MapReduce: Google’s Database Probe Launched
August 26, 2008
Update 2, August 29, 2008, 1 50 pm Eastern
There’s an interesting and possibly relevant story on CNet here. Matt Asay wrote “Google’s Weird Ways with Open Source Licenses,” which became available on August 29, 2008. The core of the story is in the title. Open source licenses appear to be handled in a Googley way; that is, Google’s way. I sure don’t want to dispute the assertions that MapReduce as used by Aster Data and Greenplum is in any way affected by these “weird ways”. I do want to point you to this article and quote one sentence that was of interest to me:
As for the MPL, while DiBona doesn’t state it outright, I suspect that Google’s decision to re-up its commitment to Mozilla for three more years probably involved some strained discussions about Google’s weird decision to dump the MPL, one of the industry’s most popular open-source licenses.Regardless, all is well that ends well. Google came to the right decision, however odd the logic.
You can the Steve Shankland article, which touches upon the great MapReduce technology here. For something as simple as making code available as open source, there’s a lot of huffing and puffing. I’m watching for signs of smoke now. Wizards, pundits, and Googley types are welcome to add links, correct either of these authors, or opine with limited data via the comments on this addled goose’s Web log. What’s next for open source? The programmable search engine technology. That would be useful here in the hills of Kentucky.
Update 1, August 29, 2008, around 11 am Eastern
My comment about MapReduce triggered some keyboarding by various wizards. Thanks for the inputs. The point of the flurry is that MapReduce doesn’t have anything to do with Google. MapReduce is “in the wild” and anyone can make use of it. Nevertheless, I remain keenly interested in this technology for several reasons:
- MapReduce was the subject of a lecture given at the University of Washington several years ago by Jeffrey Dean and then written up as a paper. You can snag a copy here.
- Google has been careful about the scope of its enterprise ambitions with regard to data management, data base, and data analysis. The company has been sufficiently circumspect as to make the key players in the database and data management market confident that Google’s enterprise ambitions are focused on search, maps, and light weight cloud applications. Forget the dashboard I wrote about. It’s light weight too.

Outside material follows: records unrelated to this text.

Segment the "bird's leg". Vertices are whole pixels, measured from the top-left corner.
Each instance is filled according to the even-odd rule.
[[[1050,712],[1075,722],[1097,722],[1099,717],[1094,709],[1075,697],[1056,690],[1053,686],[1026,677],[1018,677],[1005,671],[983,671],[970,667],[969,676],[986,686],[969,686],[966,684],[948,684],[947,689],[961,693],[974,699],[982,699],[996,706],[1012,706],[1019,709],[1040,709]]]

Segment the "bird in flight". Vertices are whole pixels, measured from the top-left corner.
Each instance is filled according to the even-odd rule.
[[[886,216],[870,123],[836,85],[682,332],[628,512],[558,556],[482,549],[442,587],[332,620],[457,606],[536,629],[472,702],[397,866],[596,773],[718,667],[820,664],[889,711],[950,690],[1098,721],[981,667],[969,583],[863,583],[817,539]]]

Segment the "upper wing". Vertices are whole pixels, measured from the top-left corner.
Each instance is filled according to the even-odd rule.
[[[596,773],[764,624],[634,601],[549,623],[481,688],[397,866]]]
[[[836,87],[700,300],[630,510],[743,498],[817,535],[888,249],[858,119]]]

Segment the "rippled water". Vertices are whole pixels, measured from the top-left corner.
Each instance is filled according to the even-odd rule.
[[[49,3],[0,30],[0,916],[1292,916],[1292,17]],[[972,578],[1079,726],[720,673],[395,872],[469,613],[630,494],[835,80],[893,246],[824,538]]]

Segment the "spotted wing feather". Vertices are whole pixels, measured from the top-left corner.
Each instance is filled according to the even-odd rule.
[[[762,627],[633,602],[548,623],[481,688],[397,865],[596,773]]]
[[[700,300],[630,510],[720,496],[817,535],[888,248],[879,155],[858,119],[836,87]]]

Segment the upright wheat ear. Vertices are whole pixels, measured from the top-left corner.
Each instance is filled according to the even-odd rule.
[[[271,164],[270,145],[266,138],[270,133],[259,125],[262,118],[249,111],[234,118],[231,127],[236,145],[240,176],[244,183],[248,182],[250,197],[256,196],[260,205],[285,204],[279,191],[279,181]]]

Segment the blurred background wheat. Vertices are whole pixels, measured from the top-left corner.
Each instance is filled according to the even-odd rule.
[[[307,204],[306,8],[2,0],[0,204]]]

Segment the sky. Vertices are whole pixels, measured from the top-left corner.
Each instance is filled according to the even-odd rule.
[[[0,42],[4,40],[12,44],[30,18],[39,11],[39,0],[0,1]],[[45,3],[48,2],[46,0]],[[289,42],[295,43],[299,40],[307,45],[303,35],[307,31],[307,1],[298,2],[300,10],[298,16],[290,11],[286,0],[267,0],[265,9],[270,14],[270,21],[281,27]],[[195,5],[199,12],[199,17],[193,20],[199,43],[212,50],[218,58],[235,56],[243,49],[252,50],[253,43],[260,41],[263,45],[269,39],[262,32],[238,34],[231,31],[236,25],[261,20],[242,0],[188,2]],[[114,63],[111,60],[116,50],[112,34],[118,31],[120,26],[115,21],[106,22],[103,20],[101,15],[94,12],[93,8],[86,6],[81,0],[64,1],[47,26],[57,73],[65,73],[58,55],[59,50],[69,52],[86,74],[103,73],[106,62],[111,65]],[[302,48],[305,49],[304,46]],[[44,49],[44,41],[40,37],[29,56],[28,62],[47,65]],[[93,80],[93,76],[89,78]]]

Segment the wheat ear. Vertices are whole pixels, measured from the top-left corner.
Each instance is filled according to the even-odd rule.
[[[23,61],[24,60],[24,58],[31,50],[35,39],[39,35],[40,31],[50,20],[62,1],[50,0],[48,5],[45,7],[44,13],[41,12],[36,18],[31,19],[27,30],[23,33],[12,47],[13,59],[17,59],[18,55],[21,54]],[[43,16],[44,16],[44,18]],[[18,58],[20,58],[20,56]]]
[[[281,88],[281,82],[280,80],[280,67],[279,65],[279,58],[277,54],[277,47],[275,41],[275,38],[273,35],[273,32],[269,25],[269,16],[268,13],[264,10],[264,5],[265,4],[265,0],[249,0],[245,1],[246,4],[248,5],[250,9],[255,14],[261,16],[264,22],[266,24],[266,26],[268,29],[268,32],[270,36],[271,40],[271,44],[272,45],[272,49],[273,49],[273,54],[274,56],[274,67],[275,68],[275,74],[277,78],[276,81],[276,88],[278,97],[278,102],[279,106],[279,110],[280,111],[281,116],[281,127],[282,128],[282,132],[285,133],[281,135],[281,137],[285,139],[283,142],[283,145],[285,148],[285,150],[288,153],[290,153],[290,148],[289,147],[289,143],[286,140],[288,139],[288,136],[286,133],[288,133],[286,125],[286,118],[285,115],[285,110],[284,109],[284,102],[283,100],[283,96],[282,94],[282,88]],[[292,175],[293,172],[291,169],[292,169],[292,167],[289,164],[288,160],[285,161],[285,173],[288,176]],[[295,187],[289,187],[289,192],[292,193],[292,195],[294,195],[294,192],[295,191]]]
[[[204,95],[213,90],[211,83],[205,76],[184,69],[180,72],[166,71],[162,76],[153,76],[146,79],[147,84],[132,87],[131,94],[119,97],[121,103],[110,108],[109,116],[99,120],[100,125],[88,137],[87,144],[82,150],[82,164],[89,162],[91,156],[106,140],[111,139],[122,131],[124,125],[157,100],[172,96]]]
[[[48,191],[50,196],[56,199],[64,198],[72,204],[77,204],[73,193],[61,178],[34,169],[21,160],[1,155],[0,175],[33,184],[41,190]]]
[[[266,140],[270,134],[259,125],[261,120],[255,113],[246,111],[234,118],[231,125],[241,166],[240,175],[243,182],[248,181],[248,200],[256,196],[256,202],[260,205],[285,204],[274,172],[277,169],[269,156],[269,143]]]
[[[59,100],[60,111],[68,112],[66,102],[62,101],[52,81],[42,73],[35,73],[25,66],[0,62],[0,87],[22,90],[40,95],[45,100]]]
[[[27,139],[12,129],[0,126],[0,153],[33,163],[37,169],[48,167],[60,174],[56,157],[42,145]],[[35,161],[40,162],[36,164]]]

- Aster Data is a company that came on my radar because of its “Googley nature”. I have picked up some suggestive comments about the robustness of the Aster Data technology and I learned from Aster Data that it is not interested in search. I believe that statement but I watch this space for interesting developments.
From my point of view, MapReduce–open source or any other variety–intrigues me. Based on my observation of things Google from my remote hide away in Harrod’s Creek, Kentucky, my hunch is that Google has a tiny bit of interest in how Aster Data and Greenplum use MapReduce, how their customers respond, and what interest the technology generates. In my lingo, Google learns from its environment. That’s why I sub titled my Google Version 2.0 study “the calculating predator”. Watching, learning, waiting–could this be part of the Map Reduce or broader Google goodness? I will let you know what I snag in my crawler.
Original Post Below
I wrote about Aster Data several weeks ago. If you are not familiar with the company, you may want to look at my article or navigate to the Aster Data Web site and get up to speed. It is an important company and is in the process of becoming more important.
InfoWorld’s “Database Vendors Add Google’s MapReduce” here reports that Google has cut a deal with Aster Data and Greenplum for Google’s nifty method of combining two separate functions into one instruction, reducing the “time” and computational cycles required to perform a task essential to chopping results from a larger data set. MapReduce is useful for certain operations with peta scale data.
Has Google entered the enterprise data management market? Not yet. Like Google’s interaction with Salesforce.com, Google is in “learn” mode. MapReduce by itself is not a complete data solution, but it provides some horsepower to Aster Data and Greenplum.
Will Google challenge IBM, Microsoft, and Oracle among others in the DBMS market? Google will watch and learn. Google has some serious data management capabilities in development. MapReduce is a golden oldie at Google.
When Google figures out what it wants to do to cash in on the pain many companies experience when using traditional database management systems, the Google will leap frog what’s available. For now, Google is no threat to DBMS vendors. In the future, who knows, probably not even Google until it gets enough hard data to justify a decision one way or the other.
Stephen Arnold, August 26, 2008